The image showed what appeared to be Trump lying over a grave. The caption read: “If Only.”
Even by the standards of Trump Derangement Syndrome at its most florid, posting an image depicting the president as dead — days after an armed gunman allegedly opened fire at the White House Correspondents’ Association Dinner — is not political commentary. It’s something uglier than that.
The White House Responds — And Asks Democrats To Do The Same
The White House did not let the post stand unchallenged. Spokesman Davis Ingle issued a statement that connected the dots the liberal media was unlikely to draw on its own.
“Barack Hussein Obama just appeared in a video with this deranged lunatic three days ago. Now this same person is calling for President Trump to die. Why won’t Obama and Democrats condemn this disgusting call to violence?” Ingle said.

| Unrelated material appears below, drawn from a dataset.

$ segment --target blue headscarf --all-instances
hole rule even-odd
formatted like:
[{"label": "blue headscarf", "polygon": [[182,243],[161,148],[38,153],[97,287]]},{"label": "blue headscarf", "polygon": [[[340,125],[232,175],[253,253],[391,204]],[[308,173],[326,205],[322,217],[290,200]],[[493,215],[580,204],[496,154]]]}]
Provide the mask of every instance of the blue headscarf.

It is a pointed question. Obama appeared alongside Hamill at an event just before the post went up. The left has spent years insisting that political rhetoric has real-world consequences and that public figures must be held accountable for the atmospherics they create. The consistent application of that standard now requires Democratic leaders to condemn what Hamill posted — loudly, clearly, and without hedging. So far, the silence from that quarter has been notable.
Hamill’s original full caption elaborated on the “If Only” theme: “He should live long enough to witness his inevitable devastating loss in the midterms, be held accountable for his unprecedented corruption, impeached, convicted & humiliated for his countless crimes. Long enough to realize he’ll be disgraced in the history books, forevermore.” The accompanying death imagery ensured that whatever nuance was in the text was overwhelmed by the visual.
An Apology That Was Not Quite An Apology
After the backlash mounted, Hamill deleted the original post and replaced it with a new image of Trump — alive, but with windswept hair. The accompanying text was a study in non-apology apology:
“Accurate Edit for Clarity: ‘He should live long enough to…be held accountable for his…crimes.’ Actually, I was wishing him the opposite of dead, but apologize if you found the image inappropriate.”
“Apologize if you found the image inappropriate” is the celebrity equivalent of saying “I’m sorry you were offended.” It transfers the offense from the person who committed it to the people who noticed it. There is no acknowledgment that posting an image of a deceased president days after someone actually tried to k*ll him was a failure of judgment — only an acknowledgment that some people found it so, which apparently came as a surprise.
For a man who has positioned himself as a moral authority on American political life, and who once told a podcast audience that Trump’s re-election was something he was “really ashamed of,” the episode offered a useful reminder: expressing shame about the choices of other Americans is a lot easier than demonstrating good judgment yourself.